Konitza e Apollinaire se sont rencontrés à Londres en 1903. Le premier avait quitté la Belgique après être victime de tracasseries policières à Bruxelles, dénoncé par les autorités turques : Konitza était condamné à mort en Turquie par contumace. Quant à Apollinaire, il faisait un séjour à Londres pour retrouver son amie Annie Playden, qu’il voulait l’épouser. Mais les parents de la jeune fille ne voulaient pas qu’elle se marie avec un poète et Annie décide de partir pour l’Amérique en mettant un terme à ses relations amoureuses avec Apollinaire.

Avant de parler de cette relation évoquant l’époque de l’indépendance de l’Albanie, un siècle avant, il est nécessaire d’exposer, d’abord, quelques faits biographiques de l’écrivain français.

Guillaume Apollinaire, est né à Rome, en 1880, d’un père italien et d’une mère française d’origine polonaise.

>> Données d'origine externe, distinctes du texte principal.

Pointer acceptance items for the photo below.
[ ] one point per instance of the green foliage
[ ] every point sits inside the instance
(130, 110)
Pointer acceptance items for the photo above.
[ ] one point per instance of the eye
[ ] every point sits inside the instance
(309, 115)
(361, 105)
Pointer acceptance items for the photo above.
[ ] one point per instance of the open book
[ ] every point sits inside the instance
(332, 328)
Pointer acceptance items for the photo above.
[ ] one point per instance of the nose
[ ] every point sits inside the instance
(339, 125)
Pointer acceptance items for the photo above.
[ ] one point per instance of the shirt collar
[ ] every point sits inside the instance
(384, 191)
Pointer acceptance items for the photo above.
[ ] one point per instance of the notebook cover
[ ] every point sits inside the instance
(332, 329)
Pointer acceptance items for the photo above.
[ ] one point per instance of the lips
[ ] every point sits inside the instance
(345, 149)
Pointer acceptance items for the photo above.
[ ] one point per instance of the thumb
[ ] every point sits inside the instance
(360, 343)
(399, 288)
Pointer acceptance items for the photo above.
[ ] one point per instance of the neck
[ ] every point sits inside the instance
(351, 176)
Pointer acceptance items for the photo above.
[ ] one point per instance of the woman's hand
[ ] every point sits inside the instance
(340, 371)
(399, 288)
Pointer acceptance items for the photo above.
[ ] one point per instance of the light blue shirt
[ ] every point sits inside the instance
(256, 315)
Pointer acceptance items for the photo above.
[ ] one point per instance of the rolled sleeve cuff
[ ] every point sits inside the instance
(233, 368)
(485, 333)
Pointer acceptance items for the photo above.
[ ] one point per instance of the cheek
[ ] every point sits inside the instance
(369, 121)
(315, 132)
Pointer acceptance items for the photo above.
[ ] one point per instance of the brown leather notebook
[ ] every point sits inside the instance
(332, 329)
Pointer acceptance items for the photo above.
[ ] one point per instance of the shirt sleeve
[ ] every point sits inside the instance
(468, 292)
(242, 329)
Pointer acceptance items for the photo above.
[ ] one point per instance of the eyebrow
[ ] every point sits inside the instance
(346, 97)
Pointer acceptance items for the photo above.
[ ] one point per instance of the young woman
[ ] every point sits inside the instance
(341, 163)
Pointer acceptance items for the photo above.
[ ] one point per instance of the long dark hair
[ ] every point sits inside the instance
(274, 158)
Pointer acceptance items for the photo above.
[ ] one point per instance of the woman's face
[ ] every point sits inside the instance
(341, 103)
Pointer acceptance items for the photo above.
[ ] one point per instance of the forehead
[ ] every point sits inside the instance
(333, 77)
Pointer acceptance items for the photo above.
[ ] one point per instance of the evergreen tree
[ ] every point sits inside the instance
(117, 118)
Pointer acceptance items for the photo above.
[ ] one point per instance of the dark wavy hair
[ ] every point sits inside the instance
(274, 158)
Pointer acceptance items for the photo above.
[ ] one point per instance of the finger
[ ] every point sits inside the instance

Il vit une jeunesse cosmopolite et cultivée à Monaco, Cannes et Paris. En 1899, il fait un séjour à Stavelot, en Belgique. Après un voyage en Europe centrale, Apollinaire s’installe à Paris où s’impose rapidement comme une figure importante de l’avant-garde artistique. Issu du symbolisme, en 1913, il publie son premier recueil de poèmes Alcools et cinq ans après, le dernier, Calligrammes, qui font de lui l’un des chefs de fille de la poésie moderne. Apollinaire, qui lance en 1917 même les termes de « surréalisme » et d’ « esprit nouveau », est considéré comme un précurseur du surréalisme. Il est également auteur de nouvelles et de romans érotiques qui continuent à être lu avec plaisir, jusqu’à nos jours, pour leur charme et grotesque évoquant un François Rabelais. Engagé dans la Première Guerre mondiale, Guillaume Apollinaire, blessé à la tête, est mort en 1918 d’une épidémie de grippe espagnole. Le 13 novembre de cette année-là, il est enterré au Cimetière du Père-Lachaise à Paris, parmi les célébrités de la nation française.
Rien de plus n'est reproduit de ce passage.